For businesses, the environmental and decarbonisation aspects of ESG in particular can come with an upfront cost. Putting these on the backburner becomes more attractive to some.
We have seen this in the public arena too where there has been some push back against green policies that have a cost. For example, London’s ultra-low emission zone (ULEZ) became a significant factor in recent local elections. There is an ongoing question about how much as a society we’re all actually prepared to pay for the low carbon agenda.
Meanwhile, increasing numbers of employers are beginning to take a firmer line on the working model, requiring employees to come into the office a specified number of times a week. There is a good argument for this, as undoubtedly being present with colleagues in the office generally improves collaboration and frequently results in things getting done faster. It also aids on the job learning and strengthens the sense of team culture.
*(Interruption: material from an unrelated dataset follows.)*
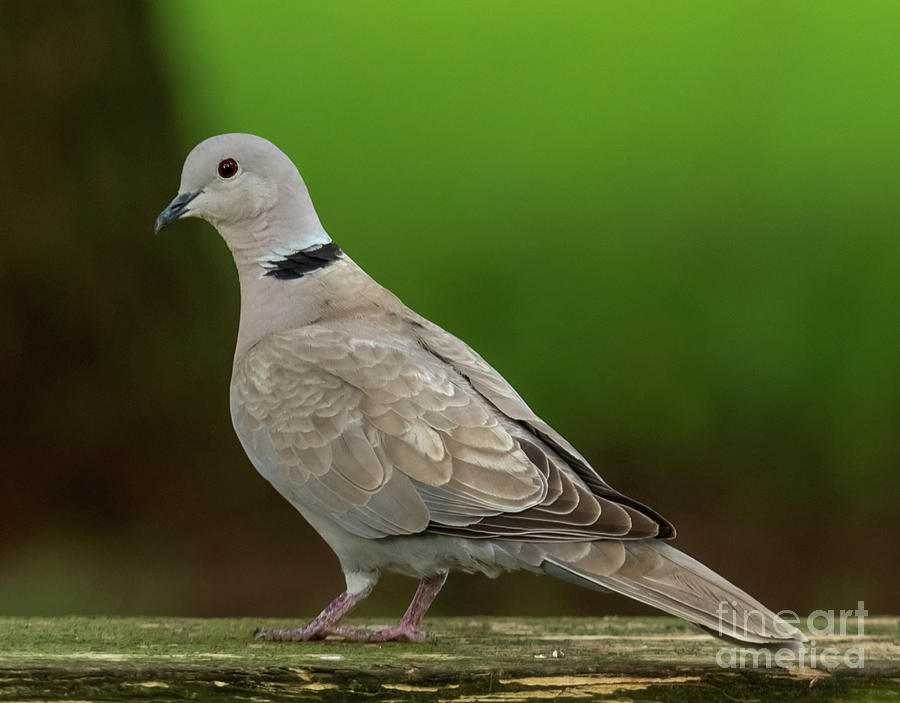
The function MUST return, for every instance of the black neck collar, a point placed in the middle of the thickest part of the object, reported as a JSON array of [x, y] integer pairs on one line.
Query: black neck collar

However, I also believe that it’s essential for businesses to retain enough flexibility so that colleagues can find the right balance for themselves individually, enabling them to work to their full potential whilst managing personal responsibilities too. The mandating of office presenteeism should not be pushed too far – there’s a fine line to find, which will vary between each and every organisation depending on the nature of its business, its culture and other factors.
A real return on investment
While the debate about aspects of ESG is understandable and important, we feel strongly as a business that it’s essential to keep investing in and living by the values that ESG represents. There may be an upfront cost – but it’s a bit like investing in improvements to a property: the cost of ownership will fall over time and eventually will pay for itself.
For example, ESG that improves a company’s environmental footprint should create a more sustainable cost base; activities that build inclusion and a stronger team culture are likely to lower recruitment and retention costs and increase productivity.
At Nash Squared, we’ve got a roadmap for the future that we’ve recently reported our progress against in our second Sustainability Report. In it, we give more detail on our low carbon journey and set out how, through a range of measures, we are on track to hit zero scope 1 & 2 carbon emissions (our own direct emissions and those from purchased electricity and other energy) by 2030.
However, we recognise that this is in many ways the ‘easy part’ – it will take much longer (to 2050) to achieve full net zero through eliminating scope 3 emissions (all emissions in our value chain) as well. Achieving this will be a long-term project over the next twenty-five years. It’s important to stay committed to this and recognise that whilst it creates costs, it will also create savings.
But just as important are the people-based activities such as the employee networks that we have developed across the business.
These networks and communities are incredibly important because, if you have mechanisms in place that help to foster an environment that is inclusive and diverse, you’re actually making a positive difference for everyone – because we all have our own characteristics and traits that differ from others and recognising and valuing those different perspectives creates an environment where everyone can thrive.
Once again, setting up networks and building their momentum does require some investment (both financial and in terms of time and resource). This can lead to challenge or questioning from some colleagues who are concerned that too much time or money will be spent on minority groups rather than the whole. You have to challenge yourself – are we spending the right amount of time/money on this? – and also make sure that there is a payoff for everyone.
Make sure everyone is invited to participate in specific activities, for example. Communicate openly, share highlights and successes – make sure everyone feels involved and give them an opportunity to feed back and contribute. You’re likely to find that, gradually, your networks have a magnifying effect and improve inclusion and morale across the board.
Keep aiming higher
Whilst we are pleased about the impact of our ESG strategy, there is always more to do. For example, we recognise that we need to push harder to increase the representation of women at the top end. Although nearly half (43%) of our workforce globally is female, this falls to 36% at senior leader level. So we have recently launched a Women in Leadership programme to try to address this over time.
Prioritising and driving ESG forward is not always easy. It takes determination and faith. You also need to approach it with discipline, running it as a business project in order to move the agenda on and see results.
My advice is - don’t give up on ESG when outside factors make it harder. Show your true colours and keep committed to the values that make you who you are.